Hemanth and I looked at what's going on here. Essentially, there are two sources of truth, regarding the number of running tasks in the system. Each JobInProgress object maintains counts of running map and reduce tasks. These counts are incremented when a task is assigned to a TT (in obtainNewMapTask() or obtainNewReduceTask()). These counts are used the by the CapacityScheduler . The cluster summary, represented by the ClusterStatus object, also contains counts of the total number of maps and reduce tasks. These are incremented by the JT using the TT status. The counts maintained by the JobInProgress objects and the ClusterStatus object, are off by a heartbeat. The former increments its counts when a task is assigned. Once the task runs on a TT, its running status is conveyed to the JT in the TT's next heartbeat. During startup, a lot of TTs approach the JT for tasks to run. As a result, the counts of running tasks across all JobInProgress objects are much higher than the cluster count, since the cluster count is updated only when the TTs report their status in their next hearbeat. That explains the discrepancy reported in this Jira. In steady state, these two counts are mostly identical, or off by a little bit, as TTs finish their tasks at different times.
This is not really a bug, as it's not clear which count is 'correct'. We're reporting from two different sources: the cluster summary and the Scheduler (which gets it info from the JobInProgress objects). But different numbers do get reflected in the UI. So the best fix is to probably indicate in the Scheduler part of the UI that its computation is off from the cluster summary by a heartbeat.

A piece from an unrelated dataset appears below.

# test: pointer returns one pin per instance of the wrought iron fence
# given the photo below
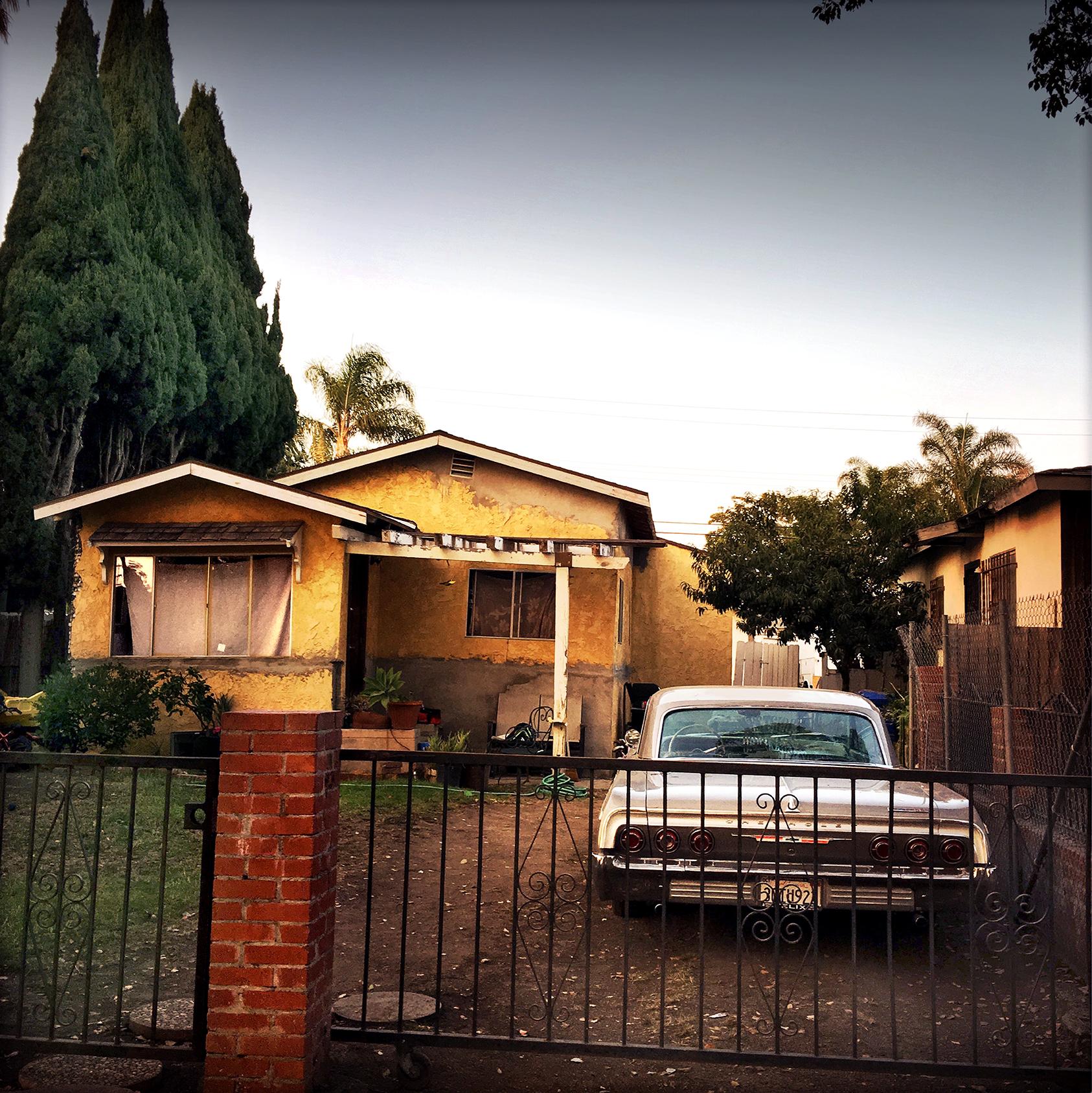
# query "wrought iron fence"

Maybe a little explanation in the bottom that says something like: "This info varies from that of the cluster summary by a heartbeat".
I don't think we should change anything in the scheduler or the cluster summary. They're both doing the right thing their own way. An alternate solution is to have the cluster summary use the counts from the JobInProgress objects, but this is performance-intensive, and was presumably the reason why the cluster summary maintains its own count.

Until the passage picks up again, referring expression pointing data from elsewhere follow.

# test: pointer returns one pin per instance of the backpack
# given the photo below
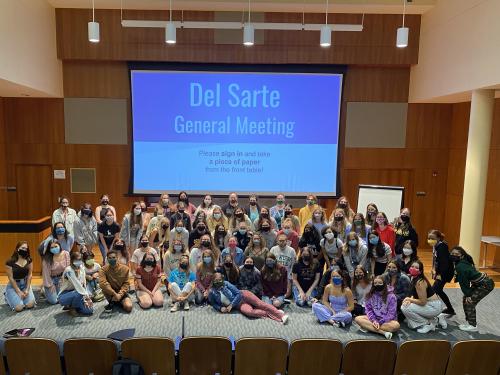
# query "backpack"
(127, 367)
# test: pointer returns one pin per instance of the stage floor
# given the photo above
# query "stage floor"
(52, 322)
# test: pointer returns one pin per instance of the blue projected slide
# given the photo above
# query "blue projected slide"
(217, 132)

You do want to the leave the rest of the UI as is. The cluster summary is useful, as is the per-queue information of running tasks (reported by the Scheduler) as it lets users know whether the queue is running above/at/below its guaranteed capacity.

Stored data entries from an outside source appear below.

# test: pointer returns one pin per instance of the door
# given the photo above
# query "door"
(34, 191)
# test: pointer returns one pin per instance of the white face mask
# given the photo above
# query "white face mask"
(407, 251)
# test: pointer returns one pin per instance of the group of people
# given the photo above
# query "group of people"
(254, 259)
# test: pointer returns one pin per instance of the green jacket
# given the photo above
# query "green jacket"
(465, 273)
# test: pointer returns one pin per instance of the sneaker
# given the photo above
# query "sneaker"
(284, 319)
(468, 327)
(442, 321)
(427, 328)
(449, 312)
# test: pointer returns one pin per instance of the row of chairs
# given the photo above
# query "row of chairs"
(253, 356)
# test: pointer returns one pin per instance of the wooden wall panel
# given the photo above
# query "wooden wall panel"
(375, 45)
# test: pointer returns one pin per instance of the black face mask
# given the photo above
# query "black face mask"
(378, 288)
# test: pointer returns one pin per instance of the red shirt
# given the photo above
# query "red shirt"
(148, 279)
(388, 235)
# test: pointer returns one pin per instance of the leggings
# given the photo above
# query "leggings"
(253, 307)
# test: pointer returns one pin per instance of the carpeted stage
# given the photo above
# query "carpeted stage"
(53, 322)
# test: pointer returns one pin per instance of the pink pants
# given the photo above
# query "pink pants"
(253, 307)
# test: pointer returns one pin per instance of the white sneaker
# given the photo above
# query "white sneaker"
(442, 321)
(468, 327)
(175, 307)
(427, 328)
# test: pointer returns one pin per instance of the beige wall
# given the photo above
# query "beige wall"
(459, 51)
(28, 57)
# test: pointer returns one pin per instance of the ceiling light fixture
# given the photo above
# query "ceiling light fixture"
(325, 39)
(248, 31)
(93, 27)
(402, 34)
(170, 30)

Hence, the waiting counts should be removed from the scheduler information.
The scheduler maintains a partial waiting count of map/reduce tasks. It doesn't need to know the total number of pending tasks if this total is larger than the cluster capacity. So, for performance reasons, it only counts up to the cluster capacity.
HADOOP-4576 has been opened for this purpose and suggests that we display pending jobs instead of pending tasks, as the former seems more useful to users.